Je fais un bond en arrière et je sursaute comme si je m'étais brûlée. J'ouvre les yeux et... La masure pourrissante a disparue. Je suis devant chez moi. Je touche à nouveau la porte, pour tester sa réalité, mais oui, elle est bien là. Je ne rêve pas. Je baisse les yeux et j'ai à peine le temps de voir une dizaine d'étincelles dorées danser sur la peau de ma main avant de s'éteindre et disparaître, comme si elles n'avaient jamais été là.

"Qu'est-ce que c'était que ça ?"

Je fais volte-face pour exiger des réponses d'Erebus, mais il semble avoir disparu. Est-ce qu'il est resté coincé dans l'Heure Floue ? Un frisson glacé me parcourt le dos quand je l'imagine devoir passer vingt quatre ans prisonnier de ce monde sombre et désespérant, avec ce monstre... Je ne suis même pas sûre qu'il y ait de la nourriture là-bas, vu le degré de décomposition du reste de l'environnement. Ou de l'eau... La panique commence à m'envahir alors que je réfléchis fébrilement à une solution, n'importe laquelle. Est-ce que l'Heure Floue est complètement écoulée ? Il n'est peut-être pas trop tard, je pourrais peut-être retourner en arrière le chercher...
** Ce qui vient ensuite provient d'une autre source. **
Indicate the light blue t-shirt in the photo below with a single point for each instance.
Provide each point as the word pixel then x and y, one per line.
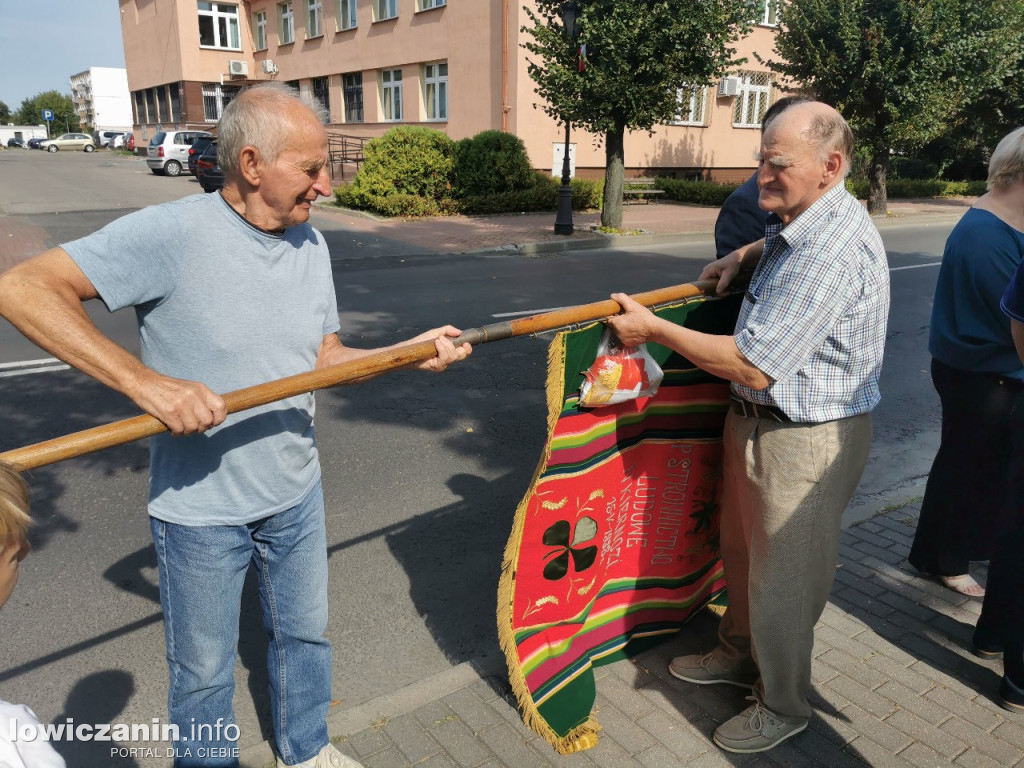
pixel 221 302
L'air au milieu de la rue semble vibrer et se déformer alors qu'un cercle de lumière bleue tournoyante s'ouvre peu à peu au dessus du bitume. Je me plaque dans le renfoncement de l'entrée, essayant de me faire la plus petite possible... Jusqu'au moment où une silhouette s'en détache. Une silhouette humaine.

"Erebus !"

Il s'avance vers moi d'un pas conquérant, son sourire en coin toujours plaqué sur les lèvres, et il soulève à nouveau son haut de forme imaginaire.

"Mesdames, Messieurs, et Non-Binaires, je vous prie d'applaudir bien fort Dame Ambre, ma charmante assistante, pour ce tour de magie exceptionnel !"

Je suis tellement soulagée de voir qu'il n'est pas resté coincé dans cet autre monde terrifiant que je ne peux m'empêcher de sourire. Je l'applaudis peut-être même un peu. J'ai envie de rire et de pleurer en même temps.

"Merci. Pour tout. Pour m'avoir sauvée quand le... le loup-garou me poursuivait. Et de m'avoir fait sortir de l'Heure Floue...

- Ce fut un plaisir..."

Il prend ma main et la porte à ses lèvres, une étincelle dans le regard qui me fait frissonner. Son odeur d'aiguilles de pin et de pluie remplit l'air, me donnant presque le tournis. Il me sourit et...

"Ambre Louise Chevalier !"

La voix de ma mère, comme un sceau d'eau glacé en plein visage, me fige sur place. Oups.